Emsal Mahkeme Kararı İstanbul 11. Asliye Ticaret Mahkemesi 2016/701 E. 2022/601 K. 20.06.2022 T.

Görüntülediğiniz mahkeme kararı henüz kesinleşmemiştir. Yararlı olması amacıyla eklenmiştir.

T.C.
İSTANBUL
11. ASLİYE TİCARET MAHKEMESİ

ESAS NO:2021/227 Esas
KARAR NO :2022/595

DAVA:Menfi Tespit (Bankacılık İşlemlerinden Kaynaklanan)
DAVA TARİHİ:31/03/2021
KARAR TARİHİ:16/06/2022

Yukarıda tarafları ve konusu yazılı davanın mahkememizce yapılan açık yargılaması sonrasında;
GEREĞİ DÜŞÜNÜLDÜ:
Davacı vekili dava dilekçesinde özetle; davalı banka ile dava dışı asıl borçlular … A.Ş. ve … Enerji A.Ş. arasında imzalanan genel kredi sözleşmelerini müvekkilinin kefil olarak imzaladığından bahisle davalı banka tarafından müvekkili aleyhine icra takibi başlatıldığını, öncelikle kefalet sözleşmelerinde müvekkilinin eş rızasının bulunmaması nedeniyle geçersiz olduğunu, ayrıca müvekkilinin … Devlet Hastanesinin raporundan da anlaşılacağı üzere hafif derecede zeka geriliğine sahip olduğunu, … Sulh Hukuk Mahkemesince 09/06/2010 tarihinde yasal danışman atandığını, davalı bankanın baskıları nedeniyle 2011 ve 2012 yıllarında genel kredi sözleşmelerinin yasal danışman onayı olmaksızın imzalandığını, bu nedenle kefalet sözleşmelerinin geçersiz olduğunu, ayrıca kefalet için mahkemeden izin de alınmadığını, davalı bankanın asıl borçlulara müvekkiline ait teminatların azaltımını taahhüt ettiğini ileri sürerek dilekçesinde bildirdiği diğer nedenlerle kefaletin geçersizliği ile müvekkilinin davalı bankaya borçlu olmadığının tespitine karar verilmesini talep ve dava etmiştir.
Davalı vekili cevap dilekçesinde özetle; davacı hakkında kısıtlama kararı verilmediğini, fiil ehliyetinin sona ermediğini, davacıya mahkeme kararıyla yasal danışman atandığını, dava dışı şirketlere kullandırılan krediler nedeniyle davacının yasal danışmanı Av. …’nin onayının alındığını, davacının dilekçede ayrıntıları yazılı kredi sözleşmelerine kefil sıfatıyla imzaladığını ve yasal danışman onayının da alındığını, sözleşme tarihi itibariyle eş rızasının bulunması gerektiğine ilişkin bir düzenleme bulunmadığını ileri sürerek dilekçesinde bildirdiği diğer nedenlerle davanın reddini savunmuş, davacının kötüniyet tazminatına mahkumiyetine talep etmiştir.
… 8. İcra Müdürlüğü’nün 2015/… E ve 2015/… E, … 10. İcra Müdürlüğü’nün 2019/… E ve 2018/… E sayılı dosyaların incelenmesinden, takip alacaklısı davalı banka tarafından, davacı ve diğer takip borçluları hakkında genel kredi sözleşmelerine dayalı icra takiplerine girişildiği görülmüştür.
Dava; dava konusu genel kredi sözleşmesindeki kefaletlerin geçersizliği iddiasına dayalı borçlu olunmadığının tespiti istemine ilişkindir.
Kefalet sözleşmesinin geçerli olması için kefilin kefalet ehliyetine sahip olması gerekir.
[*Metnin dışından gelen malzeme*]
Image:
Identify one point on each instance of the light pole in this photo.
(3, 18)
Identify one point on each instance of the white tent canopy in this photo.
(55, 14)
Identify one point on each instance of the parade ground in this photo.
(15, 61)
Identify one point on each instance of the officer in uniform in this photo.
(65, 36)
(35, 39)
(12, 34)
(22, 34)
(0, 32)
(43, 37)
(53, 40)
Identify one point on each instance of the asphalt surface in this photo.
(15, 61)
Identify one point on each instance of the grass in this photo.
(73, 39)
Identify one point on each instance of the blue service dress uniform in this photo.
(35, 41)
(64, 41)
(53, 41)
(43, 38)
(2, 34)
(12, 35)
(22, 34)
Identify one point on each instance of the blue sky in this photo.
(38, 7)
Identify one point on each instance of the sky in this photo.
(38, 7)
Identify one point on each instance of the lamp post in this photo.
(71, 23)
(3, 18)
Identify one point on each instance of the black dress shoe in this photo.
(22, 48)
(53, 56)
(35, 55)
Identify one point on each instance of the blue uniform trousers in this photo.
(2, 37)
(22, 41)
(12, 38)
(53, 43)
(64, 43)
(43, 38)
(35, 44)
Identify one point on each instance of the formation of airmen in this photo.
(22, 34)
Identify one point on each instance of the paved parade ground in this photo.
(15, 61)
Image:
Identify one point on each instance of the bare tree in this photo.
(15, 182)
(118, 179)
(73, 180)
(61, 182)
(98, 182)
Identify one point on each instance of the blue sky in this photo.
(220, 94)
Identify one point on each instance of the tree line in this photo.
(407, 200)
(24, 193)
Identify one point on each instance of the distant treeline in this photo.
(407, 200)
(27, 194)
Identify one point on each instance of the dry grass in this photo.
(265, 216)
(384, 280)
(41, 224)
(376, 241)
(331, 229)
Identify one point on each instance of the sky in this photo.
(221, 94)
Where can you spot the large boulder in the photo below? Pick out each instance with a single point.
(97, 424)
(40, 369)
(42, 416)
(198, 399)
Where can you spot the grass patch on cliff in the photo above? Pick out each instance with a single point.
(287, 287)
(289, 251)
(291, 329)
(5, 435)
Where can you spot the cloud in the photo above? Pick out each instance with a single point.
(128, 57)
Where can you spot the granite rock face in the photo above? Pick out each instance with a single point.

Fiil (sözleşme) ehliyetine sahip olan herkes, yani tam ehliyetliler kefalet sözleşmesi yapabilir, dolayısıyla kefil olabilirler. Buna karşılık, tam ehliyetsizlerin, ne kendileri ne de yasal temsilcileri kefalet sözleşmesi yapabilirler (TMK. m. 14). Aynı şekilde, sınırlı ehliyetsizlerin de kendi başlarına veya yasal temsilcileri aracılığıyla kefalet sözleşmesi yapmaları mümkün değildir. Yasal temsilcilerin (vasi ve velilerin) tam ehliyetsizlerin veya sınırlı ehliyetsiz olan ayırt etme gücüne sahip küçük ve kısıtlı adına kefalet sözleşmesi yapmaları yasak işlemler arasında yer almaktadır (TMK.m. 15, 16, 449, 343).
Sınırlı ehliyetlilerin kefalet sözleşmesi yapmaları bazı şartlara bağlı tutulmuştur. Gerçekten de, kendine yasal danışman atanan bir kimsenin kefalet sözleşmesi yapabilmesi, yasal danışmanın görüşünün alınmasına bağlıdır (TMK. m. 429, b..9).
Buna karşılık, kendilerine kayyım atanan kişiler kefalet ehliyetine sahiptirler.
Evli kimseler ancak diğer eşin yazılı rızasıyla kefil olabilirler. Gerçekten de, “Eşin rızası” başlığını taşıyan TBK. m. 584/1’e göre;
“Eşlerden biri mahkemece verilmiş bir ayrılık kararı olmadıkça veya yasal olarak ayrı yaşama hakkı doğmadıkça, ancak diğerinin yazılı rızasıyla kefil olabilir; bu rızanın sözleşmenin kurulmasından önce ya da en geç kurulması anında verilmiş olması şarttır.”
Buna karşılık, “Kefalet sözleşmesinde sonradan yapılan ve kefilin sorumlu olacağı miktarın artmasına veya adi kefaletin müteselsil kefalete dönüşmesine ya da kefil kararına olan güvencelerin önemli ölçüde azalmasına sebep olmayan değişiklikler için eşin rızası gerekmez ” (TBK. m. 584/19).
Bununla birlikte, 28.03.2013 tarihli 6455 sayılı Kanunun 77. maddesiyle Türk Borçlar Kanununun 584. maddesine eklenen bir fıkra ile, eşin rızasını gerektiren kefalet hâlleri oldukça sınırlandırılmış, bu maddeyle getirilen aileyi koruma amaç ve düşüncesi son derece kısıtlanmıştır. Gerçekten de söz konusu fıkraya göre;
(1) “Ticaret siciline kayıtlı işletmenin sahibi veya
(2) Ticaret şirketinin ortak ya da yöneticisi tarafından işletme veya şirketle ilgili olarak verilecek kefaletlerde
(3) Kamu bankaları tarafından verilen bazı kredilerle ilgili kefaletlerde,
(4) Tarım kredi, tarım satış ve esnaf ve sanatkarlar kredi ve kefalet kooperatifleri ile
(5) Kamu kurum ve kuruluşlarınca kooperatif ortaklarına kullandırılacak krediler için verilecek kefaletlerde eşin rızasına gerek yoktur.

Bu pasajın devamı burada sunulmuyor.